Pièces de monnaie de Dioscurias (fin du IIe siècle av. J.-C.). Avers : les deux collines (pilei) sous un ciel étoilé ; revers : un thyrse légendé ΔΙΟΣΚΟΥΡΙΑΔΟΣ

L'histoire de la ville débute au VIe siècle av. J.-C., lorsque des Colques s'installent dans la région. On sait par Arrien qu'une colonie grecque fondée par la cité de Milet se développe ensuite, sous le nom de Dioscurias[1] (en grec : Διοσκουριός, qui fait référence à une fondation mythique par les Dioscures[2],[3]). Le port sert alors pour l'importation de sel vers le Caucase[4], et l'exportation de bois, de lin et d’esclaves[5]. Selon le géographe grec Strabon, la ville et ses faubourgs se distinguaient du reste du pays par ses bazars cosmopolites[6], en direction principalement de la Grèce : selon Xénophon[7] ce furent les Lacédémoniens, de tous les Grecs les moins adonnés au commerce, qui fondèrent une colonie sur la côte qui séparait les Achéens de la Colchide. Ils prirent le nom d'Hénioques[8] et appelèrent leur capitale Dioscurias. Cet épithète renvoie à une légende selon laquelle la ville aurait été fondée, non par les Dioscures, mais par Amphitos et Cercios de Sparte, leurs auriges[9],[10]. Un vase grec découvert à Eshera, plus au nord le long de la côte, est le plus ancien vestige antique de la baie Soukhoumi, ce qui suggère que la ville antique se trouvait plutôt à cet endroit[11].

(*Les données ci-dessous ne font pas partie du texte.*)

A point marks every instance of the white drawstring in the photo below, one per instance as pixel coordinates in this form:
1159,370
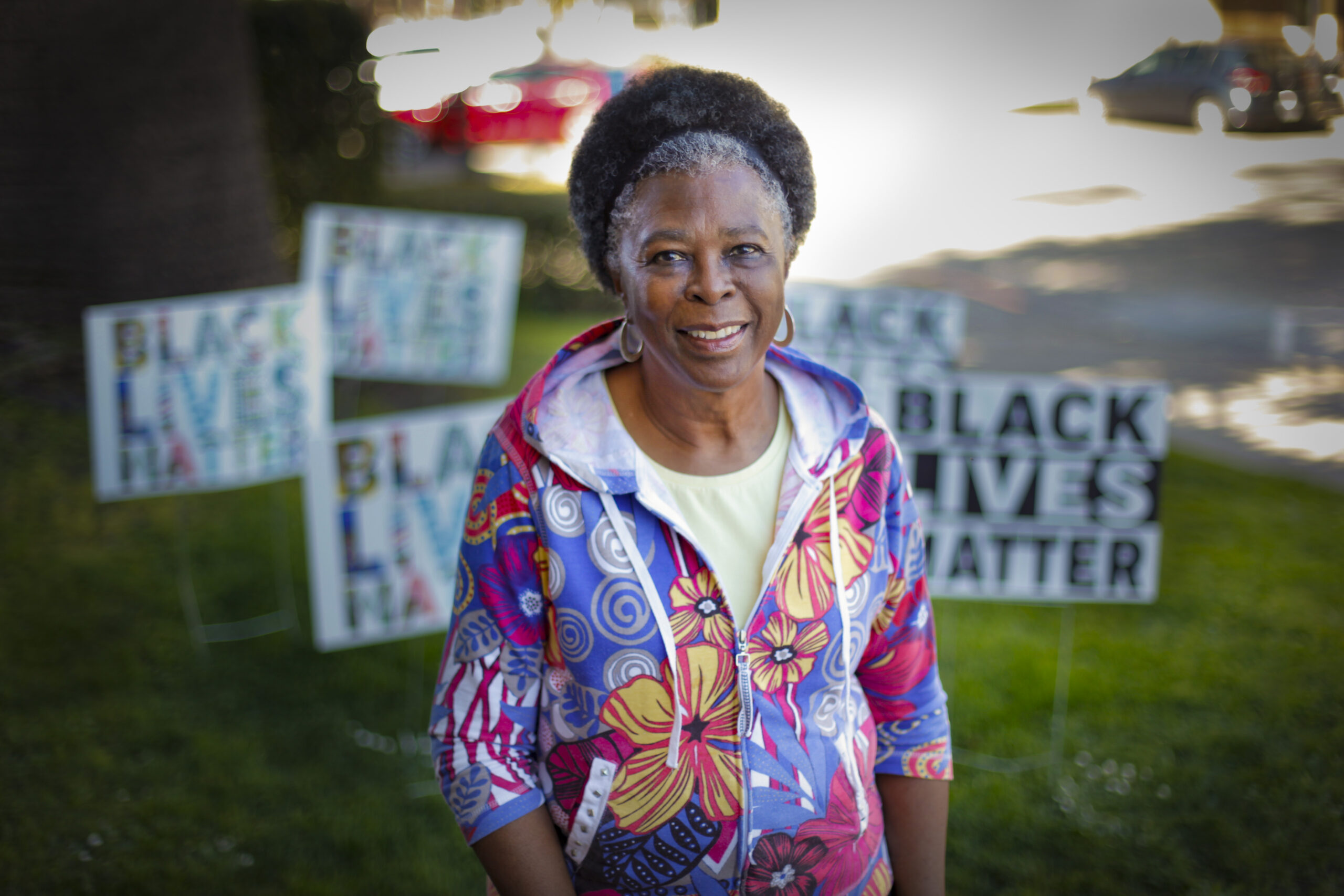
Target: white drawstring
848,742
660,614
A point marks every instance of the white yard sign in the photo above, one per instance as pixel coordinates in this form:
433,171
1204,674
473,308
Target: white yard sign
386,500
1035,488
872,335
203,393
416,296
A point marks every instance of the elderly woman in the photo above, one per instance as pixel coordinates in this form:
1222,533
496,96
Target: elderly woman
692,645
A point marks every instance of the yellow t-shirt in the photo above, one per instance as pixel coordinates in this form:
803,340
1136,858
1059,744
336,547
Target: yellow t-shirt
731,516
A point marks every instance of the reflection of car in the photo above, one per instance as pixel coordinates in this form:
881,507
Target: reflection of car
1235,85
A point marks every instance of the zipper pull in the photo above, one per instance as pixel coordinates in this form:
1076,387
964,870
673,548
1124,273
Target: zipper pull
743,664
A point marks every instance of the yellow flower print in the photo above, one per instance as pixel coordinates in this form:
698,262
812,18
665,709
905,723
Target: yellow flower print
698,609
805,579
647,794
783,655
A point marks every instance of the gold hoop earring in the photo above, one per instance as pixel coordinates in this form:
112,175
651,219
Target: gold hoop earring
788,338
627,354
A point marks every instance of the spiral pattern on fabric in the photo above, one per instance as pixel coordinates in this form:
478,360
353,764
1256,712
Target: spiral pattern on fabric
628,664
563,512
605,547
622,613
857,596
834,662
826,710
574,635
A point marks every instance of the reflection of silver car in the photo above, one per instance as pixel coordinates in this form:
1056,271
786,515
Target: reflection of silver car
1234,85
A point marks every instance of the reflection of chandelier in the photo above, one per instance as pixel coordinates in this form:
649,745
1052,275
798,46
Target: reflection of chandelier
543,102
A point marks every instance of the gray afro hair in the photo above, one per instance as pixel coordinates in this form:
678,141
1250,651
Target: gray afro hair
698,152
670,120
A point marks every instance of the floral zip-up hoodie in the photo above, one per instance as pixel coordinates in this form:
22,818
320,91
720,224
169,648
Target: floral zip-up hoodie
593,666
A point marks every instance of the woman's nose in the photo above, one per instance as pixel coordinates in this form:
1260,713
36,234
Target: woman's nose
711,281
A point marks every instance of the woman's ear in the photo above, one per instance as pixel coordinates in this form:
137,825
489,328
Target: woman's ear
615,273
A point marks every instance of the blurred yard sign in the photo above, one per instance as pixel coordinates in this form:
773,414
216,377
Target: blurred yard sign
873,333
1035,488
203,393
416,296
386,500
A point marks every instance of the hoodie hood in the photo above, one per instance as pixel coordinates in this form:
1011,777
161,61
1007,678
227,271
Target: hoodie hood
566,414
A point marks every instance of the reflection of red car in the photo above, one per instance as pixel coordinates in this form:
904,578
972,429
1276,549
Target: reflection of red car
534,104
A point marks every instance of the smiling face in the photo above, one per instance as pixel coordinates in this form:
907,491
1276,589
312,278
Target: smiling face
701,267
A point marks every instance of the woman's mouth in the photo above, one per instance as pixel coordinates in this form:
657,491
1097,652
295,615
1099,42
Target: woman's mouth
717,340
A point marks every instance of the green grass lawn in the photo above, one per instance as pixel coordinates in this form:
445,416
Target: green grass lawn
130,763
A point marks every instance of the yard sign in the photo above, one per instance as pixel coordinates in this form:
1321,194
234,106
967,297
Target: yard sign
205,393
416,296
386,500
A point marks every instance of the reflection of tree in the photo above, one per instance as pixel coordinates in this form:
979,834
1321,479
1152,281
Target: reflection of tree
322,120
132,166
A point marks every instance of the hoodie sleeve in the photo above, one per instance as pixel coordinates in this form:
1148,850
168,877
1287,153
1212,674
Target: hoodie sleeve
486,702
899,667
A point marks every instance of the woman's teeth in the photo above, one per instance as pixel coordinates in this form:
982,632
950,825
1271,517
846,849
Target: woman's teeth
717,333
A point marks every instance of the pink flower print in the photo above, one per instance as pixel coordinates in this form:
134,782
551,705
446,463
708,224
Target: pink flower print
511,593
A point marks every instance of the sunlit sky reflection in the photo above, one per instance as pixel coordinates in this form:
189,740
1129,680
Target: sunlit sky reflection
908,111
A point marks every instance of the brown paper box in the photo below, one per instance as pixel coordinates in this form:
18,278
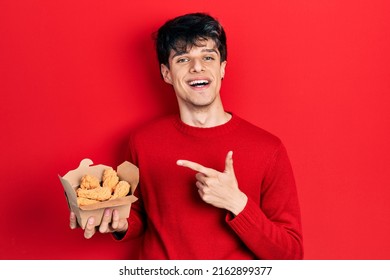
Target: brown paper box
71,181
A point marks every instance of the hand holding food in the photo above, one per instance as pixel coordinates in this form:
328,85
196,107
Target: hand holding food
91,191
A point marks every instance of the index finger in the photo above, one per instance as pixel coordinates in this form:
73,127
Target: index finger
196,167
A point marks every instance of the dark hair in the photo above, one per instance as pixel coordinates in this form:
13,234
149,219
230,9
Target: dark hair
185,31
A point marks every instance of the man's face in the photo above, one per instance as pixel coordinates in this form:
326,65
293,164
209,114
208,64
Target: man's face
196,75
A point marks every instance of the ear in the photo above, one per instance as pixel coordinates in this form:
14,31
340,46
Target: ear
223,66
166,73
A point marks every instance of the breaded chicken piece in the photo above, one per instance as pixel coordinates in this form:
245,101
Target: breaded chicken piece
110,178
89,182
100,193
121,190
82,201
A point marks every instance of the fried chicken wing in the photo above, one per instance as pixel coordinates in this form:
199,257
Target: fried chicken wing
110,179
89,182
121,190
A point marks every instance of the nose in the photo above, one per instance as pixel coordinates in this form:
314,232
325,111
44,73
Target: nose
197,66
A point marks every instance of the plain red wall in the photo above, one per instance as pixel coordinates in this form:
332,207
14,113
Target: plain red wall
76,77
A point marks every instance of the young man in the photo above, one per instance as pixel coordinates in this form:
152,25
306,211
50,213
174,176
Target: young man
193,202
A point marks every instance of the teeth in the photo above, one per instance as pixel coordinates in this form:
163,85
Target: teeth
199,82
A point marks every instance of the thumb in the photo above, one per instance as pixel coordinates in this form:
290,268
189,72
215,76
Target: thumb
229,163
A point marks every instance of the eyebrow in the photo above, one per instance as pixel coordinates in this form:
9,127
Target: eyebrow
203,51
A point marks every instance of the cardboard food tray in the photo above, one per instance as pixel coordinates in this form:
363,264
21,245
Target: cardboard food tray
71,181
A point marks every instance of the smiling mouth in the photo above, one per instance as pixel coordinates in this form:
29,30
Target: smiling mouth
199,83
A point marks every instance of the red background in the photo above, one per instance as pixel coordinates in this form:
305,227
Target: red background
76,77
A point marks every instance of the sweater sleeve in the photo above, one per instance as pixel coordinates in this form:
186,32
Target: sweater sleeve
272,230
136,218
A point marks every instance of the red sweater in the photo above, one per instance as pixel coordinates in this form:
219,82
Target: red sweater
177,224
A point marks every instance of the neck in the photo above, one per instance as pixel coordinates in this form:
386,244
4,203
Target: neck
205,118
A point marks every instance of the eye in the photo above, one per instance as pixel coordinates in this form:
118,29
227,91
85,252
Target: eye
182,60
208,58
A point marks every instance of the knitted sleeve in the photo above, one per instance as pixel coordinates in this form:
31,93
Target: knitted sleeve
136,219
272,230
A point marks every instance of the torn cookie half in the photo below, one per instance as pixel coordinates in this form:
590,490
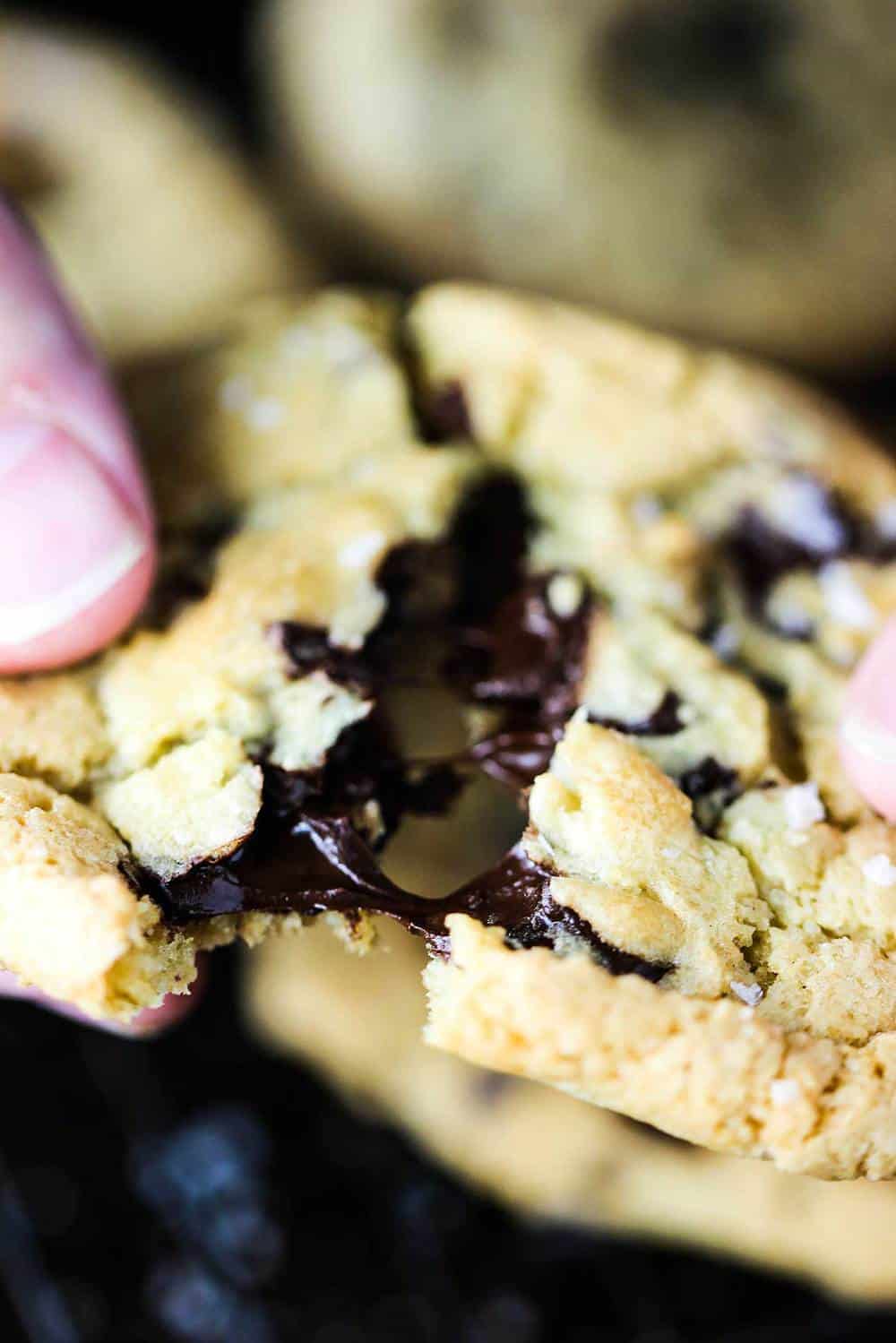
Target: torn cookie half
293,520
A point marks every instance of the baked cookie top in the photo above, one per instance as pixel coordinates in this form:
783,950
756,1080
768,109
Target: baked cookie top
719,169
696,925
123,775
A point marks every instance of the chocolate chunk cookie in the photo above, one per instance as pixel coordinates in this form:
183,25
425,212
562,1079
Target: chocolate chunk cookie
544,1154
694,927
247,697
721,168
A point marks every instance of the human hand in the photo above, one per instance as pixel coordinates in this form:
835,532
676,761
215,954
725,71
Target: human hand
77,549
868,731
75,528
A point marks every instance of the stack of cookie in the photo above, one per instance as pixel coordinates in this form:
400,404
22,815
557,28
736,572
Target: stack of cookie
497,641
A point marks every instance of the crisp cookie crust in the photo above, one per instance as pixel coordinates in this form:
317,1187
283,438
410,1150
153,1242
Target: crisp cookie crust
544,1154
152,753
700,911
694,814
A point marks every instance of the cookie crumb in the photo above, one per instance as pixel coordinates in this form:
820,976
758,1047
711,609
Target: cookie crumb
785,1090
748,994
357,552
880,871
802,806
885,520
801,508
263,414
726,642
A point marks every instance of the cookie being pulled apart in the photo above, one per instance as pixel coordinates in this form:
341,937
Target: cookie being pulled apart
651,624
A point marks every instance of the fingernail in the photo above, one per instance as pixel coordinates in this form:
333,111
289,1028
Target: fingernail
66,533
868,729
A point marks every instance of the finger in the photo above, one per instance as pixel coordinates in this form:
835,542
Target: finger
868,731
152,1020
75,529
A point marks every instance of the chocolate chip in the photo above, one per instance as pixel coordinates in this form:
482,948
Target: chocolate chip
664,721
445,414
697,54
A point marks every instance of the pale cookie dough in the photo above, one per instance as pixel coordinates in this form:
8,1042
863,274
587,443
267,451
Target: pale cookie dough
731,497
724,169
544,1154
151,218
124,774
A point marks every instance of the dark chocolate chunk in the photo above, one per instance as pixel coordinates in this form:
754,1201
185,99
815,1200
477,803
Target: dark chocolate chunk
664,721
708,777
308,649
514,756
490,533
445,414
516,896
528,661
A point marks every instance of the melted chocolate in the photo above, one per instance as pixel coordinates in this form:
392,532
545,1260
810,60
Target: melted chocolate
708,777
312,863
516,756
664,721
308,649
530,661
445,414
530,657
762,552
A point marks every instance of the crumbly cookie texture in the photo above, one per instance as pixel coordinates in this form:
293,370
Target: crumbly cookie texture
96,142
688,482
159,739
544,1154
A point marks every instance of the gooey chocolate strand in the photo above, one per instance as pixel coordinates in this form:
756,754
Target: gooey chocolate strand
312,863
762,552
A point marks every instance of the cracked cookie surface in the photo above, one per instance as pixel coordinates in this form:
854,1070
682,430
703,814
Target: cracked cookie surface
152,761
696,927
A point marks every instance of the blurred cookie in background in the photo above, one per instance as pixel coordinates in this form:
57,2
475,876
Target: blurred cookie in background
359,1022
152,220
726,168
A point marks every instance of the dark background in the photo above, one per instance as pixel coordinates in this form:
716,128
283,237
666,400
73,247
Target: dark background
196,1189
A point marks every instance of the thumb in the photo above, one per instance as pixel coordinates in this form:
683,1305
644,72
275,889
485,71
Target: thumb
75,530
868,731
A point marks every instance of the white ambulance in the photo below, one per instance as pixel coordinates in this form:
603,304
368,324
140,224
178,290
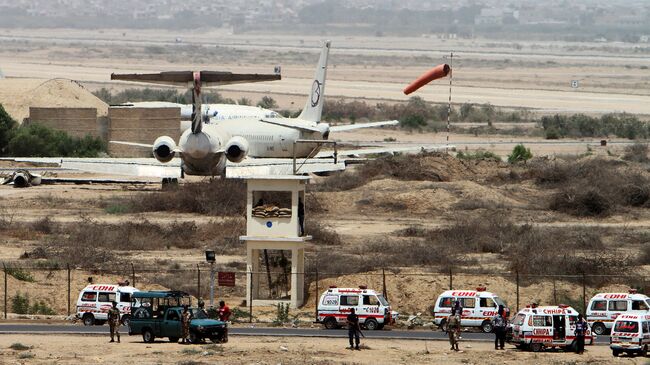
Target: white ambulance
536,328
372,308
603,308
630,334
96,299
479,306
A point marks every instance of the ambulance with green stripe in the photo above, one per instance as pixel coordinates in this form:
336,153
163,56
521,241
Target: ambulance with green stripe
479,306
604,308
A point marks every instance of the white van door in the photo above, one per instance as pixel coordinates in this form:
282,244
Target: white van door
347,302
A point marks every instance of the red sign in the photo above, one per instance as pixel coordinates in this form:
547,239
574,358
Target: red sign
226,278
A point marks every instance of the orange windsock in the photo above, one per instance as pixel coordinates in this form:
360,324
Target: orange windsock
433,74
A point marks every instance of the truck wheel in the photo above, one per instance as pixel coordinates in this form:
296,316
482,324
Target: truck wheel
88,319
330,323
371,324
536,347
126,319
487,326
194,338
599,328
147,336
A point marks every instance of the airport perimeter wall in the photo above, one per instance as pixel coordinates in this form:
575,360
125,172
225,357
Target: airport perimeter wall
59,286
140,125
77,122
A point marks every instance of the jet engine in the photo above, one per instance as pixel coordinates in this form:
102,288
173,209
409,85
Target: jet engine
236,149
164,149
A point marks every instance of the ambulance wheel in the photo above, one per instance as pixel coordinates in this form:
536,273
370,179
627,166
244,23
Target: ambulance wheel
487,327
147,336
599,328
88,319
371,324
536,347
330,323
125,320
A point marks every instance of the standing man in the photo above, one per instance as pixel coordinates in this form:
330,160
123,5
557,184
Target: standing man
186,317
224,312
353,329
580,332
453,329
114,322
499,322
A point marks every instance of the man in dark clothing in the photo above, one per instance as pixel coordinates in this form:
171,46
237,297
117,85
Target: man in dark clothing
580,332
499,322
353,329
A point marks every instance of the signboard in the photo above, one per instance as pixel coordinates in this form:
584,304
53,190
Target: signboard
226,278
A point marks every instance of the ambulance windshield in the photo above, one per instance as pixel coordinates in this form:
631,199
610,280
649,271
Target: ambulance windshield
382,300
627,326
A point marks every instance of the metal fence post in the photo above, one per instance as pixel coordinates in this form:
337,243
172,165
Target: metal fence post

Rattachée au royaume du Pont sous le règne de Mithridate VI au IIe siècle av. J.-C., la région est ensuite conquise par les Romains sous Auguste. Ce dernier, appelé en grec ancien Sebastos, rebaptisa la ville en Sebastopolis[12]. Mais son heure de prospérité s'achevait : au Ier siècle, Pline l'Ancien dit qu'elle est très dépeuplée, bien qu'elle continue d'exister au temps d'Arrien[13] dans les années 130. Vers la fin du IVe siècle, nous savons par Grégoire de Nysse qu'une communauté chrétienne y vivait[14].

En 542, les Romains d'Orient durent céder la cité aux Perses sassanides mais deux décennies plus tard, en 565, sous le règne de l'empereur Justinien Ier, ils la reprirent. La région demeura une place forte byzantine jusqu'à sa prise en 736 par les Arabes, qui la pillèrent et la rasèrent. Aux XIIe et XIIIe siècles, une nouvelle ville du nom de Tskhoumi[15] fut élevée sur les ruines de Sebastopolis. Tskhoumi prospéra sous les royaumes abkhazes alors chrétiens. Les Génois y établirent au XIVe siècle un comptoir commercial, mais qui sera rapidement abandonné[16].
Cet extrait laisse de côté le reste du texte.